VMware high availabilityWith the massive number of servers running SQL Server within virtual machines (VMs), it's critically important for DBAs to understand the high availability options available when SQL Server is running within a VM. When VMware's vSphere platform is configured within a cluster at the host level, vSphere provides a certain degree of high availability, without any high availability configurations within the guest OS or SQL Server. Because the high availability options are provided by the vSphere host, high availability is provided for all versions and editions of SQL Server, from the Express edition to the Enterprise edition and from SQL Server 6.5 to SQL Server 2012.

After discussing the level of protection provided by the vSphere platform, I'll discuss the high availability features that make this protection possible. They include vMotion, vSphere Distributed Resource Scheduler (DRS), vSphere HA, Fault Tolerance, and maintenance mode.

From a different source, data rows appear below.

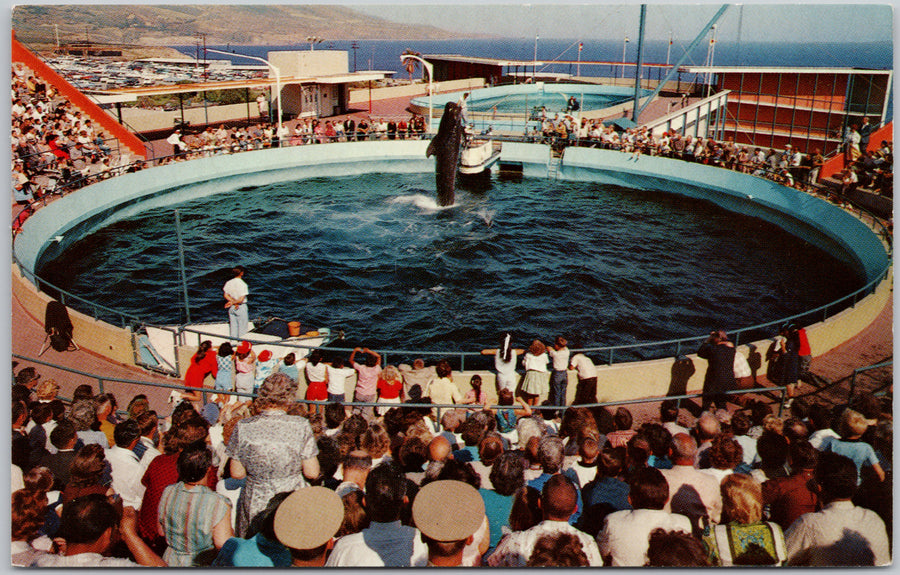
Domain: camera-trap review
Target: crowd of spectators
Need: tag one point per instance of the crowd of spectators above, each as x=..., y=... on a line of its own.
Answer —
x=53, y=143
x=270, y=482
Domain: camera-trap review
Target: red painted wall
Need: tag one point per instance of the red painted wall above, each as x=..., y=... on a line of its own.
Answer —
x=836, y=164
x=21, y=54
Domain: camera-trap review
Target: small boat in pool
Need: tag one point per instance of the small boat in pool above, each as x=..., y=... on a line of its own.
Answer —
x=478, y=153
x=157, y=345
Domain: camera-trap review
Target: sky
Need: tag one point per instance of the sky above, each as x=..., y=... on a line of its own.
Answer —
x=795, y=22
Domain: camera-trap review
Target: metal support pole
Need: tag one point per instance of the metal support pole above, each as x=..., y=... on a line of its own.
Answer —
x=640, y=63
x=187, y=307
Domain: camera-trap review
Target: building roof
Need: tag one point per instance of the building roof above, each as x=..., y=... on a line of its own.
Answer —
x=483, y=61
x=346, y=78
x=777, y=70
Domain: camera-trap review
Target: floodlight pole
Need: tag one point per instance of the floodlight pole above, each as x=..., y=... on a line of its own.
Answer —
x=429, y=67
x=277, y=80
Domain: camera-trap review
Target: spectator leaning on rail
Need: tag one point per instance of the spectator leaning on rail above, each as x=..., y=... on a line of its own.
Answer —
x=557, y=503
x=88, y=527
x=447, y=513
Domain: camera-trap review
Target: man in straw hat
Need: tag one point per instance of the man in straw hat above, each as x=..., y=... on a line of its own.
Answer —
x=385, y=542
x=447, y=513
x=306, y=522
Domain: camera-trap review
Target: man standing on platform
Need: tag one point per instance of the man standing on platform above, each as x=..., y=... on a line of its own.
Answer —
x=236, y=292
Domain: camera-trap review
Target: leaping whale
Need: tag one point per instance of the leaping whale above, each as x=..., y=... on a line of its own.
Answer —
x=445, y=148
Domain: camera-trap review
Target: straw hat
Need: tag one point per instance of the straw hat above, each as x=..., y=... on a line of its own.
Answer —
x=47, y=389
x=308, y=518
x=448, y=510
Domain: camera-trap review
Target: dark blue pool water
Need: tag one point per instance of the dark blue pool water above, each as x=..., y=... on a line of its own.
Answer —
x=374, y=256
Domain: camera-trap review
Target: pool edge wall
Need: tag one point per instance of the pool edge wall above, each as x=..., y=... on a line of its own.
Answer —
x=621, y=381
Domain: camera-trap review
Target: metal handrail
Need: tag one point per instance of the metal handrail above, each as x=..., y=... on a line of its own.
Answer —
x=131, y=320
x=859, y=370
x=437, y=407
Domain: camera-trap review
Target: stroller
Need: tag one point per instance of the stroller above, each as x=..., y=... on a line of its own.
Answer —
x=58, y=328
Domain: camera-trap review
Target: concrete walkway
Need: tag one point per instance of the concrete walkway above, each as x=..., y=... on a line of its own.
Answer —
x=873, y=345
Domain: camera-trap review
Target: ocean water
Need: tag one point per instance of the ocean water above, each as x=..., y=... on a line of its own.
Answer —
x=375, y=256
x=385, y=54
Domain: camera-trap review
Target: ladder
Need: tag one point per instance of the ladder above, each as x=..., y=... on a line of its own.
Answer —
x=553, y=167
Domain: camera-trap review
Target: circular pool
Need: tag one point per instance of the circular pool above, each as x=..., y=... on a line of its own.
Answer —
x=374, y=255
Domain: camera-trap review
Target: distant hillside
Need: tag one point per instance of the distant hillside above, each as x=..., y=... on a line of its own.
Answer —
x=164, y=25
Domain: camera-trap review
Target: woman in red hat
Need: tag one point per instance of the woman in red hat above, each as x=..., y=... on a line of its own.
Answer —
x=244, y=368
x=202, y=364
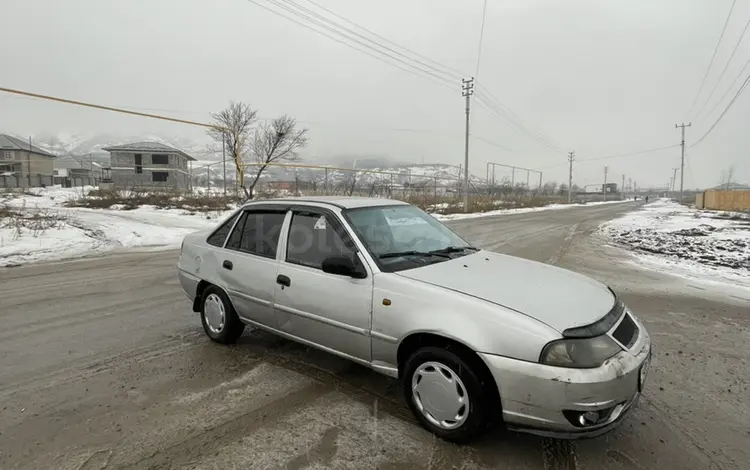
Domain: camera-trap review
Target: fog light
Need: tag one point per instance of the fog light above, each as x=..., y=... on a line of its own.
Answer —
x=588, y=418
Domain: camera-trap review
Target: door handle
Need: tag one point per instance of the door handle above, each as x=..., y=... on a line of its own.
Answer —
x=283, y=280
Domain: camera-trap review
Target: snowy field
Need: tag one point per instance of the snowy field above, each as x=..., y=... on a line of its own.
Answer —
x=58, y=232
x=709, y=246
x=38, y=227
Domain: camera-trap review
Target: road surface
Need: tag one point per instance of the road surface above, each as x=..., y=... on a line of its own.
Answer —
x=105, y=366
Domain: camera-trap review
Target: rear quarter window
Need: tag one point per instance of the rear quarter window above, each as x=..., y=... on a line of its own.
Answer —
x=220, y=234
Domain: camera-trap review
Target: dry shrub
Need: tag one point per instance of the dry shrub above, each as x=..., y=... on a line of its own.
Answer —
x=128, y=200
x=35, y=221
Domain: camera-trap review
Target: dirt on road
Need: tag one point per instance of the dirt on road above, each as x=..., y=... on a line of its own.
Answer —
x=104, y=366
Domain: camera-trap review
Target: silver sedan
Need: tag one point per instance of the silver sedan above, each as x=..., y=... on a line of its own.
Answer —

Understanding the Level of Protection

The beauty of the vSphere platform is that every VM within the vSphere cluster gets the same level of protection automatically. However, the level of protection that's provided when running SQL Server within a VM isn't designed to handle all potential failures. For example, if the guest OS needs to be rebooted, the host-level protection offered by the vSphere platform won't offer any protection.

Where the vSphere platform excels is its ability to protect the VM from host failures and host restarts. It'll bring the SQL Server instance back up pretty quickly, although it won't protect SQL Server from terminated transactions.

Balancing Workloads with vMotion

The Enterprise and Enterprise Plus editions of vSphere include the ability to balance workloads between physical hosts. This ensures that all VMs running within the vSphere environment have the maximum amount of CPU resources available at all times. To accomplish this, vSphere automatically triggers the vMotion process to move VMs from one host to another, based on the current CPU and memory workload on each server. This behind-the-scenes process is totally invisible to the software running within the VM being moved.

Failing Over Manually and Automatically with vSphere DRS and vSphere HA

VMs that are running under vSphere can be failed over manually or automatically. Manual failovers between hosts involve manually selecting the VM and selecting the host to which it should be moved. Automatic failover can be triggered by resource constraints at the host level as well as by the failure of the host.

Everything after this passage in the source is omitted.